Using ByteBuddy, can I implement one instance method by calling another and transforming the result?
For instance (toy example):
public abstract class Foo {
public String bar() {
return "bar";
}
public abstract int baz();
}
Given the above, can I implement baz
such that it calls bar()
and returns the length of the returned string?

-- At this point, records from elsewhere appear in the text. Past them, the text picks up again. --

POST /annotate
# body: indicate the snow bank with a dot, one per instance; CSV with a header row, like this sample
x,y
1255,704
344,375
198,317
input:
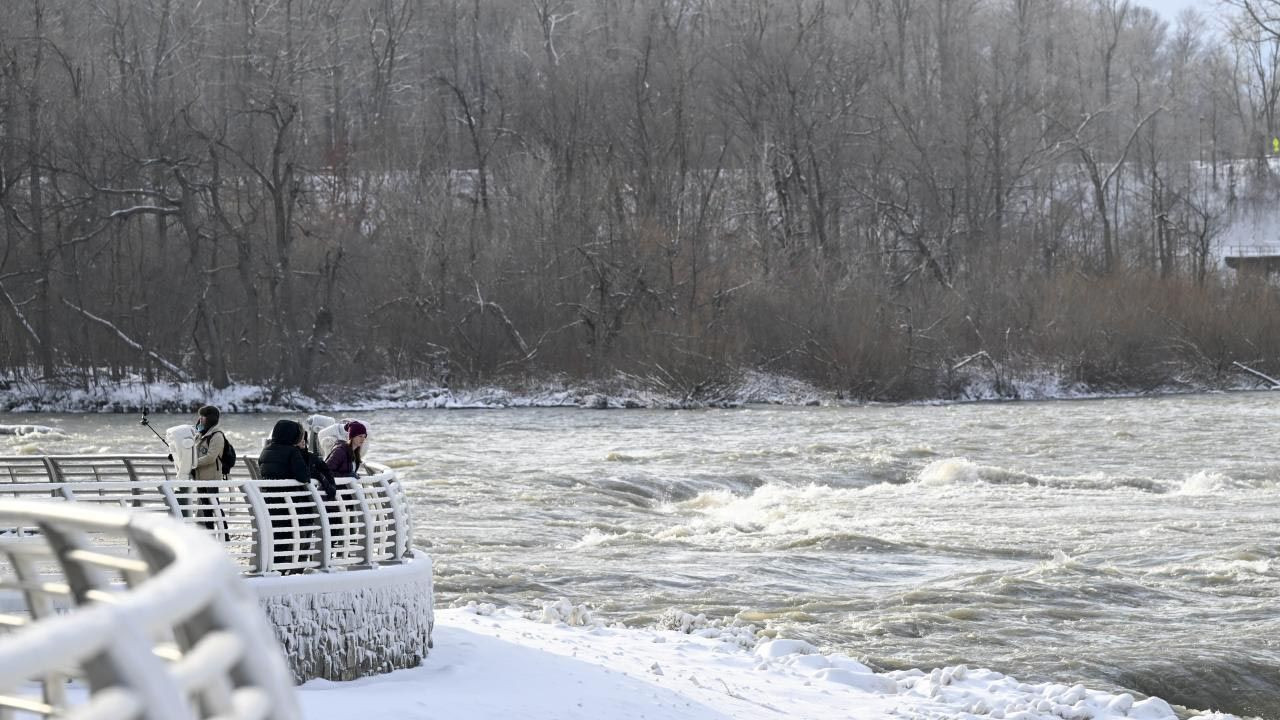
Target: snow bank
x,y
19,431
498,664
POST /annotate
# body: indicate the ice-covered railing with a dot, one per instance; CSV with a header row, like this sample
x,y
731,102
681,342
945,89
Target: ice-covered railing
x,y
165,632
265,525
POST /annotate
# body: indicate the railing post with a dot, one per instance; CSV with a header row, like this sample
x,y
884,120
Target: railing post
x,y
369,522
170,499
264,541
325,536
397,507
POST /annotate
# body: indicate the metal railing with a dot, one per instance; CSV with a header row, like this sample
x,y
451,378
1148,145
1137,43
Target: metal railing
x,y
165,632
1252,251
266,527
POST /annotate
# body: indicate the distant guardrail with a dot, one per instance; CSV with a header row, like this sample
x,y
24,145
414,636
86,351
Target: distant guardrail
x,y
265,525
1252,251
167,632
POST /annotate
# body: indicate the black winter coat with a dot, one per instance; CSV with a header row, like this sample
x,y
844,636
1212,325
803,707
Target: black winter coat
x,y
280,461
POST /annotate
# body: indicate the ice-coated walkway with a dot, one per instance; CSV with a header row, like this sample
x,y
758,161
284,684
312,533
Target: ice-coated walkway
x,y
498,665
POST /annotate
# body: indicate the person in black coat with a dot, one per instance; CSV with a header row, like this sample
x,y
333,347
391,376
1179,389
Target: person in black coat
x,y
283,460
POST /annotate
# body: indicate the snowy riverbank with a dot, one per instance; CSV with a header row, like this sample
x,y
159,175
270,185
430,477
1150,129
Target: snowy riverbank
x,y
620,392
496,664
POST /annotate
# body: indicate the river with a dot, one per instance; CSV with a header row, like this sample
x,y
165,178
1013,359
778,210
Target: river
x,y
1123,543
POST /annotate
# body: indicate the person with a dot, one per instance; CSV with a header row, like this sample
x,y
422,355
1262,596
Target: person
x,y
210,443
346,456
283,460
208,466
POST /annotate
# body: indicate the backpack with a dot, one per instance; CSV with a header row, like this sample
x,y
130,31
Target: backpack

Naively, I tried the following:
Method bar = Foo.class.getDeclaredMethod("bar");
Method baz = Foo.class.getDeclaredMethod("baz");
Method length = String.class.getDeclaredMethod("length");
Foo foo = new ByteBuddy()
.subclass(Foo.class)
.method(ElementMatchers.is(baz))
.intercept(
MethodCall.invoke(bar) // call bar()...
.andThen(MethodCall.invoke(length)) // ... .length()?
).make()
.load(Foo.class.getClassLoader())
.getLoaded()
.newInstance();
System.out.println(foo.baz());
However, it looks like I was wrong in thinking andThen()
is invoked on the return value of the first invocation; it looks like it's invoked on the generated instance?
Exception in thread "main" java.lang.IllegalStateException:
Cannot invoke public int java.lang.String.length() on class Foo$ByteBuddy$sVgjXXp9
at net.bytebuddy.implementation.MethodCall$MethodInvoker$ForContextualInvocation.invoke(MethodCall.java:1667)
How can I get ByteBuddy to invoke one method and then invoke another on its return value?